Mr. Titus joked that if Sarah Palin became president, he would “hang out on the grassy knoll all the time, just loaded and ready," after which he offered an apology:
“While sitting in a comedy club with another comedian doing a podcast after listening to Sarah Palin’s stupid comments about Paul Revere -- something we all learned about in the first grade -- I popped off. More than anything, I made a joke about a horrible tragedy that befell a great President. To the Kennedy family, my heartfelt apologies. To Ms. Palin’s family, this would infuriate me if it were said about my family. Apologies to you as well.”Sadly, Mr. Titus’ remarks, which drew a few laughs, followed an assassination attempt upon Arizona Rep. Gabrielle Giffords, immediately after which the country was treated to charges that Tea Party Patriots had in some sense been responsible for the atmosphere of incivility that possibly had motivated the assassin, Jared Lee Loughner, a nut whose political predispositions certainly had not been drawn from the abused Tea Party Patriots.

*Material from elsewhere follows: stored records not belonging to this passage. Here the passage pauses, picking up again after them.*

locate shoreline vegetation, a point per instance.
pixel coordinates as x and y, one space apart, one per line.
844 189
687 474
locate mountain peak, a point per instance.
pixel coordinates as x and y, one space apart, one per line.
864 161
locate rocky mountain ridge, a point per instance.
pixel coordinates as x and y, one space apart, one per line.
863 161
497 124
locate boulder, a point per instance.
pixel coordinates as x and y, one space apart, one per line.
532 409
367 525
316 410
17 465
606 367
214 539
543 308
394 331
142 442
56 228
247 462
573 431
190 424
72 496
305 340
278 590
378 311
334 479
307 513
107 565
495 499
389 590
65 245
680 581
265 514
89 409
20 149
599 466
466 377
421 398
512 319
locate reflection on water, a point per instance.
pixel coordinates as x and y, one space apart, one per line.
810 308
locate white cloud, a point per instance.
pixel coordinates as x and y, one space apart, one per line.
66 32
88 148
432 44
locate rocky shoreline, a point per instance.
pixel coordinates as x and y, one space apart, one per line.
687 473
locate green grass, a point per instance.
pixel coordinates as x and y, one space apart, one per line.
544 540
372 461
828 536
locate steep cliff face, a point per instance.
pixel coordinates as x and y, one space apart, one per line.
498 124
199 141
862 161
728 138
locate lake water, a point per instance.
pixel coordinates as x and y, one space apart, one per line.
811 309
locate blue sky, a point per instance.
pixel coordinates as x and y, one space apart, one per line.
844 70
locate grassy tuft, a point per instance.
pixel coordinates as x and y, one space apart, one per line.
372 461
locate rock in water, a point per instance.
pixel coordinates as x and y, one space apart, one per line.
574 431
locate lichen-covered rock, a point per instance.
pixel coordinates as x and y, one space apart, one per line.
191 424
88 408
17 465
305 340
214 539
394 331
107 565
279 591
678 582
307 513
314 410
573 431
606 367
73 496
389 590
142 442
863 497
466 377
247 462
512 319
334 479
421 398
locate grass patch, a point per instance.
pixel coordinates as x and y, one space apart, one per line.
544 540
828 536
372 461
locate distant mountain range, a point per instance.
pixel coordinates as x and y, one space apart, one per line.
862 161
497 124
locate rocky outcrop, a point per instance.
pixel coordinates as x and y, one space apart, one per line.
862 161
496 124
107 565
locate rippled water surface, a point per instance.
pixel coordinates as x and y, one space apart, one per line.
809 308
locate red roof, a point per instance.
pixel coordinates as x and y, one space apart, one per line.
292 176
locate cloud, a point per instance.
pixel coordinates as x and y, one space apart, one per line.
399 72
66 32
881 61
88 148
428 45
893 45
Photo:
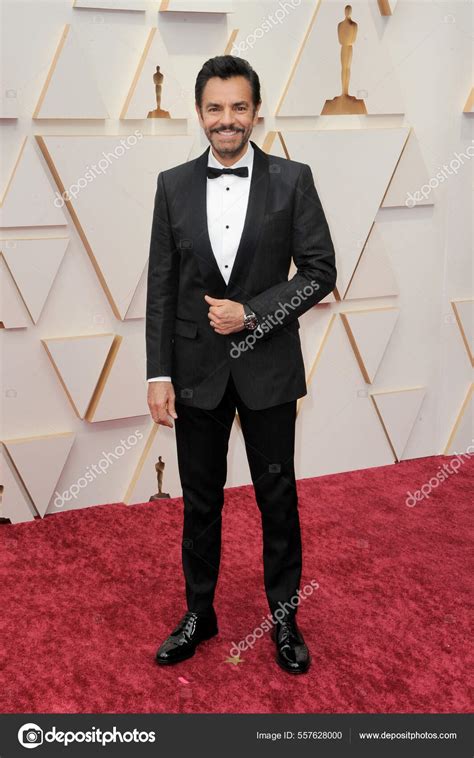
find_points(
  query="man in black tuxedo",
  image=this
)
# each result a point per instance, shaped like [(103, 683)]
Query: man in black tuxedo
[(222, 333)]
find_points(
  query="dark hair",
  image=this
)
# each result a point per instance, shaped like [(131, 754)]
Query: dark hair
[(226, 66)]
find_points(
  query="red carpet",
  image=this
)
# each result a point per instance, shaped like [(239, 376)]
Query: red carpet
[(88, 595)]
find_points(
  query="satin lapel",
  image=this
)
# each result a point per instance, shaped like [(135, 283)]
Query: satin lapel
[(197, 208)]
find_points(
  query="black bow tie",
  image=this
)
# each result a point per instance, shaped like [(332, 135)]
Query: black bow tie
[(212, 172)]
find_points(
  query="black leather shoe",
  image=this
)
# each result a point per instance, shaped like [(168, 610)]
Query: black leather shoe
[(292, 653), (182, 642)]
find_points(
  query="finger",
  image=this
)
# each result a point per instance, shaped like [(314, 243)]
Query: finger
[(171, 408)]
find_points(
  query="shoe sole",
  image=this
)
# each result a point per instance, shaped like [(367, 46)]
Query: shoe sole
[(189, 655)]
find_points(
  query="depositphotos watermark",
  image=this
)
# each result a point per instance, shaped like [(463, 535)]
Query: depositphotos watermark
[(444, 171), (32, 735), (267, 323), (447, 470), (96, 169), (269, 620), (96, 469)]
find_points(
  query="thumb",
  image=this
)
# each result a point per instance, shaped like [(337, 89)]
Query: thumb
[(171, 408)]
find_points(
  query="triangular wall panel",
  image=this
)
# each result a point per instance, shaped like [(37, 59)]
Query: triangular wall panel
[(34, 264), (79, 363), (70, 89), (39, 462), (113, 212), (398, 411), (364, 161), (29, 198)]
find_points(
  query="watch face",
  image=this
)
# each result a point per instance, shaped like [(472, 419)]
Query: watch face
[(250, 322)]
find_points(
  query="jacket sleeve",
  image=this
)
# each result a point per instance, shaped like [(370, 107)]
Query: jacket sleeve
[(314, 257), (162, 290)]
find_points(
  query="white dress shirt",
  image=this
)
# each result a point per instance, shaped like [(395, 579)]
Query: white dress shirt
[(226, 201)]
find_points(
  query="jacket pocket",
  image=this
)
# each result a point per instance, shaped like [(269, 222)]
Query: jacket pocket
[(185, 328)]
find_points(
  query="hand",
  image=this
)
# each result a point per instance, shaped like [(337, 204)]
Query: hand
[(225, 316), (160, 400)]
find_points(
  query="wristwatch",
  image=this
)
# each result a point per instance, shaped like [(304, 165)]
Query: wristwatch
[(250, 319)]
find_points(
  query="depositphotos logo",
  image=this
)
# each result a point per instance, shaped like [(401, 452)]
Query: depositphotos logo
[(31, 735)]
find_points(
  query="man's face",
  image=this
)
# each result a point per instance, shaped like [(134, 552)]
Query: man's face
[(228, 114)]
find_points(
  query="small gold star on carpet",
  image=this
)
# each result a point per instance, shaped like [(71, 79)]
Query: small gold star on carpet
[(234, 659)]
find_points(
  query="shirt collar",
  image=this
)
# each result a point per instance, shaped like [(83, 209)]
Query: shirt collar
[(246, 160)]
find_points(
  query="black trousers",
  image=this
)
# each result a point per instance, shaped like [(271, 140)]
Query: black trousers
[(202, 438)]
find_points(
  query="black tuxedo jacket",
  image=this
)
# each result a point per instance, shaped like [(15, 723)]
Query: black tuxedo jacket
[(284, 219)]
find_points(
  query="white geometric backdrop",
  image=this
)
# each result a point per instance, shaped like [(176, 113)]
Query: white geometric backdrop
[(389, 354)]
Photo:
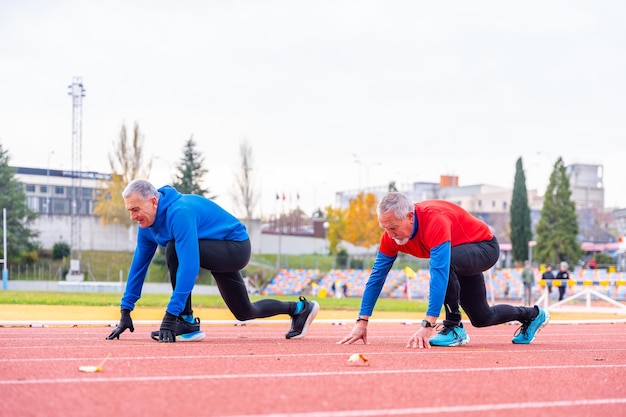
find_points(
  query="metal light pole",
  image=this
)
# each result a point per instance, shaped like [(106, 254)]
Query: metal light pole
[(48, 184)]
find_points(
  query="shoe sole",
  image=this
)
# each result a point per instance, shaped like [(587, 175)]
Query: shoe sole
[(312, 314), (461, 343), (187, 337), (191, 337), (541, 326)]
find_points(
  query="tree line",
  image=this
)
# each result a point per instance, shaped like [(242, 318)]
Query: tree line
[(555, 234)]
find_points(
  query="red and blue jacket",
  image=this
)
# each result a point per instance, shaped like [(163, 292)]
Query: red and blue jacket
[(439, 225)]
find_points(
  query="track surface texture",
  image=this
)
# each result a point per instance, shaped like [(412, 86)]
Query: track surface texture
[(252, 370)]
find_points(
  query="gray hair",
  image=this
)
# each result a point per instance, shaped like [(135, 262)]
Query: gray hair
[(399, 203), (142, 187)]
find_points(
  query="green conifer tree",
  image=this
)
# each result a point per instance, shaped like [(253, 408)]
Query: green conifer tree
[(188, 179), (557, 229), (20, 237), (521, 232)]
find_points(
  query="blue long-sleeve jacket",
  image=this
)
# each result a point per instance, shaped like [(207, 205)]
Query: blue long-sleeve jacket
[(184, 219)]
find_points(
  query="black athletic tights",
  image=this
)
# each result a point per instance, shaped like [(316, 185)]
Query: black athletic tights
[(225, 259), (466, 286)]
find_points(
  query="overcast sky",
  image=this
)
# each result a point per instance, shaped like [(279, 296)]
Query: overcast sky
[(331, 95)]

Mr. Titus then proceeded to chip away at his generous Palin apology:
“The comment was based on the fact that America has set the bar so low with what we accept as a possible leader. Just imagine Sarah Palin sitting in a negotiation with Putin, Ahmadinejad or Hu Jin Tao. Let’s all take a deep breath."However, it turns out that Paul Revere did warn the British that the Americans were armed against them, according to the Boston Herald:
“In fact, Revere’s own account of the ride in a 1798 letter seems to back up Palin’s claim. Revere describes how after his capture by British officers, he warned them “there would be five hundred Americans there in a short time for I had alarmed the Country all the way up.”Wes Pruden of the Washington Times, with some help from Brendan McConville, a history professor at Boston University, here sets the historical record straight:
Only now it turns out that she was right about Paul Revere’s midnight ride and the press claque was wrong. Even the professors say so, though they’re grudging to the point of churlishness. “Basically,” says Brendan McConville, a history professor at Boston University, “when Paul Revere was stopped by the British, he did say to them, ‘Look, there is a mobilization going on that you’ll be confronting.’” Revere, an honest tradesman, probably didn’t employ “professor-speak” in the heat of the moment, with words like “mobilization” and “confronting,” but we can take the point. In the account of the most famous midnight ride in American history, the professor says, “the British are aware as they’re marching down the countryside they hear church bells ringing—she was right about that—and warning shots being fired. That’s accurate.”
Mr. Titus offered no apology to Mr. Revere or to his first grade history teacher, who must at some point have told Mr. Titus that everyone warned by Mr. Revere during his ride was British, the separation from Britain having occurred years after Mr. Revere’s much celebrated ride.